Further, many global brands have acted on the insight that consumers can and will pay more for ethical products, including ensuring the person making their sneakers or jeans has access to quality health services. New technologies and new business models can make these choices easy and transparent for customers who want to invest in increasing health equity.

By extending these mechanisms to employees’ families and communities, large corporations can advance the “equity” dimension of UHC by harmonizing benefits not only for workers within countries, but also across them. They can also help to make coverage more “universal” by protecting people who would otherwise fall through the cracks.

Crowding-in capabilities

Private-sector capabilities, including those developed for other industries, can support transformation in how health insurance, where adopted, operates and how health services are delivered, increasing the reach and sustainability of UHC programs.

Mobile-based digital solutions can extend access to pre-paid, affordable coverage options, tapping into the roughly half trillion dollars of out-of-pocket health payments annually.

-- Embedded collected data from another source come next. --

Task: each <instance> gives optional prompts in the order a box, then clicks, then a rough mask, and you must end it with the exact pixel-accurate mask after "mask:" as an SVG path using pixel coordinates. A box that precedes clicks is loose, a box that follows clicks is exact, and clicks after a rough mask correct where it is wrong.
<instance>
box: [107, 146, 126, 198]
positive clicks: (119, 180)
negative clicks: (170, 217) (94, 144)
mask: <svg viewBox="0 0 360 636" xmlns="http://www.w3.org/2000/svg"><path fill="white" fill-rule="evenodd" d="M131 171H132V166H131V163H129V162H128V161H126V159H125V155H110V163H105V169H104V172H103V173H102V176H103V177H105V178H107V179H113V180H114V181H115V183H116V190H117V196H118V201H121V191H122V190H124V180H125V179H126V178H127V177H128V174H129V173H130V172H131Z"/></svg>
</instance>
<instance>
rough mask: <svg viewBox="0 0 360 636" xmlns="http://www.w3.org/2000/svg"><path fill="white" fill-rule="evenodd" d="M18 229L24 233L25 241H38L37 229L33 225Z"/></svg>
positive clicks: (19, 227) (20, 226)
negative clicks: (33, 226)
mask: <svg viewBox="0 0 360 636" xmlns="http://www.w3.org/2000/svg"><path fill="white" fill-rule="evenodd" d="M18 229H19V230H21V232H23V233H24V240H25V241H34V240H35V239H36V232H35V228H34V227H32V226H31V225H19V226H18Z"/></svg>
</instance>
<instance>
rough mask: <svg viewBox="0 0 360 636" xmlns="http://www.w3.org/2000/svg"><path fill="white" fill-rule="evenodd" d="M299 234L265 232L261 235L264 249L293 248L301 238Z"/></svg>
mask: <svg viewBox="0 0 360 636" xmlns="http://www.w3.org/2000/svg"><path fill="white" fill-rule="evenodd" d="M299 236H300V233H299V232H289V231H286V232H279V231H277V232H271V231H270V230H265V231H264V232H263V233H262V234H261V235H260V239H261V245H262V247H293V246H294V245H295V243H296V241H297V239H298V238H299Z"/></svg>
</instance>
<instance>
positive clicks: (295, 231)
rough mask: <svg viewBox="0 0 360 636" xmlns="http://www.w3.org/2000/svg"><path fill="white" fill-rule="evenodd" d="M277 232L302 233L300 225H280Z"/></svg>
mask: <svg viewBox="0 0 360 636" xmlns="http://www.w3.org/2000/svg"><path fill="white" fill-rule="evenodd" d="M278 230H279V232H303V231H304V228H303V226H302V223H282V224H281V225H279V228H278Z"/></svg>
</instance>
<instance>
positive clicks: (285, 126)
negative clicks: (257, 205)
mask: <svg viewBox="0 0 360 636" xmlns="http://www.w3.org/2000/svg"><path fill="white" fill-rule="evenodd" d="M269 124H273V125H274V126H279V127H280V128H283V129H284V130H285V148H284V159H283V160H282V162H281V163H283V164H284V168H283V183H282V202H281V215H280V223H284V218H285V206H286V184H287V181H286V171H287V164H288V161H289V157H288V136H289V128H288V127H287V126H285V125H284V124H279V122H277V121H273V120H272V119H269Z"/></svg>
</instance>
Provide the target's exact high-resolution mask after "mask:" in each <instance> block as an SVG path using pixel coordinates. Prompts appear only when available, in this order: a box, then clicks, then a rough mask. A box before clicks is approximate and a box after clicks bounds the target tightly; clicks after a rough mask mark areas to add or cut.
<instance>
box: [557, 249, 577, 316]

“Digital first” interfaces and back-end systems can reduce the cost and time required to process insurance claims while providing more transparency to beneficiaries. New models of delivering medical care can extend the reach of services without requiring costly investments in facilities or under-utilized staff. And novel techniques to promote healthier lifestyles and behaviour change – sometimes as simple as SMS messages – can reduce the burden of costly and debilitating non-communicable diseases like diabetes, hypertension and cancer.

A host of new ways are emerging to bring private sector capabilities to bear in addressing public goods like health services. Public-private partnerships are being explored by many health systems to drive efficiency and accountability. “Blended financing” models combine commercial investments and concessional funding to mobilize resources in support of projects that have strong impact on health but different financial risks than traditional investments. And tools such as “development impact bonds” are already being used to incentivize outcomes while giving practitioners flexibility on the methods they use to achieve results.

A goal within reach

As leaders around the globe lay out their plans to pursue UHC, partnering with the private sector should be part of their equation.

Closing a health financing gap of nearly $200 billion a year, over the next decade, may seem daunting but is within reach. Combined with ramped-up public sector investments, the interventions described above have the potential to strengthen the pathway to delivering health, financial protection and wellbeing for all.